Milton fails. He is not a pornographer; for PL it is not about sex for sex' sake. He is, however, at pains to put sexuality in its place within the whole of human experience, as one very important issue that people must deal with, and as one of the levers of manipulation that here-eavesdropping Satan can use on Eve when he crawls all over her in Book IX. Hence the beautiful dance of Bk IV, and also the interjection of judgment against the judgors: "Whatever Hypocrits austerely talk/ Of puritie and place and innocence,/ Defaming as impure what God declares/ Pure, and commands to som, leaves free to all. . . . "Haile wedded Love, mysterious Law, true sourse/ Of human ofspring, sole proprietie/ In Paradise of all things common else." (ll. 745f.). 
If you'll forgive a reminiscence, I think of a friend of my mother's, a sophisticated woman of high moral standards and common sense, who remarked once "I can stand anything, as long as it's told with wit." She might have thought Wilmot a bit much, but she would have approved of Bk IV. I remember also that she gave me some pointed good advice that my mom was unable to do, and I've always been grateful that she took the trouble. 

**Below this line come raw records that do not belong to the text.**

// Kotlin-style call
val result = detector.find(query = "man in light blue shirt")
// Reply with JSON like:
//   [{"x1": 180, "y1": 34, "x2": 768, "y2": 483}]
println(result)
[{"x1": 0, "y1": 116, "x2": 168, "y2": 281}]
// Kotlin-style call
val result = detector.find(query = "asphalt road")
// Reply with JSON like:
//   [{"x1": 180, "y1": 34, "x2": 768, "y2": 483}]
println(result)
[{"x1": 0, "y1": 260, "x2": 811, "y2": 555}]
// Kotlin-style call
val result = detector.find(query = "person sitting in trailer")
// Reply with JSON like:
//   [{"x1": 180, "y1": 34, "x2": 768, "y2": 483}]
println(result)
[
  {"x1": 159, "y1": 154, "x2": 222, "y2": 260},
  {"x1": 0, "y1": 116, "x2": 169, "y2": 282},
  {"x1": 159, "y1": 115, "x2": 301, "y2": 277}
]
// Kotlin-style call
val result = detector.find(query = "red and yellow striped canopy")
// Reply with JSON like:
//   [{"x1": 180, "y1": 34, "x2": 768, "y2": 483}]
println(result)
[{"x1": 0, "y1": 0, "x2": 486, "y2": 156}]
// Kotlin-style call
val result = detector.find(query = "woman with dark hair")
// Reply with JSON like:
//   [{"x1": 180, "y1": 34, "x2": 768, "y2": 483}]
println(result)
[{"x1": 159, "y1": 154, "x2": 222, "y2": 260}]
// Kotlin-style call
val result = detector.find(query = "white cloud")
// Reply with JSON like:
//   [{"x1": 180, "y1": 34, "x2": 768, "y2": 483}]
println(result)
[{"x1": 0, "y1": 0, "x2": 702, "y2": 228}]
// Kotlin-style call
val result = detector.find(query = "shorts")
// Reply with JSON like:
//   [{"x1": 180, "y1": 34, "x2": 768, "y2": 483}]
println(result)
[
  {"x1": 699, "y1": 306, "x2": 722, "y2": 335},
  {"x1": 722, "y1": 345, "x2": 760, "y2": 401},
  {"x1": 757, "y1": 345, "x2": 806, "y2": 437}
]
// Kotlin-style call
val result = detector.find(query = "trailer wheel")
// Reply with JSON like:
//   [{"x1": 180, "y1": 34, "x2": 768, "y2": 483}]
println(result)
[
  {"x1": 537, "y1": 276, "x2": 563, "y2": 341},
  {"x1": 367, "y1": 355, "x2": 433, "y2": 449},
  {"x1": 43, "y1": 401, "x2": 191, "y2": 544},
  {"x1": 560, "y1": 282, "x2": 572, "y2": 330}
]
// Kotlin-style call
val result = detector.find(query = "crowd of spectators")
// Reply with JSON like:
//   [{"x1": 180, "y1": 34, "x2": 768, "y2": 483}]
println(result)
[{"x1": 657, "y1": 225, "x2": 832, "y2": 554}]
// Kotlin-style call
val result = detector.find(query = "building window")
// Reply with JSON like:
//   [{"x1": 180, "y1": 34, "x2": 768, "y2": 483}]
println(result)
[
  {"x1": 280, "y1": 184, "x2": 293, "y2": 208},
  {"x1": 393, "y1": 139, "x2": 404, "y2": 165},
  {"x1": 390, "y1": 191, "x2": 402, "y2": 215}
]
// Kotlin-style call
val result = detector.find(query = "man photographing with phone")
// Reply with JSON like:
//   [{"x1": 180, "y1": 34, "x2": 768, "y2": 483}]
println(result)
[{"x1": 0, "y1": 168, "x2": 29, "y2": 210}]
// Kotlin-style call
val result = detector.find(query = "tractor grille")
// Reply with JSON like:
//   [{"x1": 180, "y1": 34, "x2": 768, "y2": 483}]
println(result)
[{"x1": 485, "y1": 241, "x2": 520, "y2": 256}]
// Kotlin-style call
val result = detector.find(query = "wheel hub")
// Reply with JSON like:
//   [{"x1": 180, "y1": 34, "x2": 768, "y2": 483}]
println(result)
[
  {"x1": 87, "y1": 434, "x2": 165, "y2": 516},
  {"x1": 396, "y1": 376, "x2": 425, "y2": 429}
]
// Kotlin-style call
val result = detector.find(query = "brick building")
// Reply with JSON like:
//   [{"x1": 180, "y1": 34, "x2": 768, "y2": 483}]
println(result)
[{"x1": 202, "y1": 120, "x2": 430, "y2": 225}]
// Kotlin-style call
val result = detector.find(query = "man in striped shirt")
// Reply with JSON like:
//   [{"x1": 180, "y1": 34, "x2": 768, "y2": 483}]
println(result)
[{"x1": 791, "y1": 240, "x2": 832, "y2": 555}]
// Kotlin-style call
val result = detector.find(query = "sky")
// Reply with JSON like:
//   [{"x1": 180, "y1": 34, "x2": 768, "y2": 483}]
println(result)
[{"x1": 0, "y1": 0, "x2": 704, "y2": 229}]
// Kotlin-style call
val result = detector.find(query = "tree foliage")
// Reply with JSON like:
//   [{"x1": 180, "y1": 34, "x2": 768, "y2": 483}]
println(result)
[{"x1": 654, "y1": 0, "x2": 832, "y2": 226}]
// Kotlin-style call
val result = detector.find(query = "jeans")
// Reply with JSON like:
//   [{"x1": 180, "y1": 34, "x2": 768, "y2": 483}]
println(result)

In PL, the "first disobedience" seems to me to be always the over-arching issue. The debasing of sexuality, then, is only one of the consequences. Book X makes it clear that the disobedience, the knowing of good AND evil, results in the dramatic undoing of their trust in each other. When that tanks, everything else does too. Poor Wilmot, he apparently never had a true Book IV experience!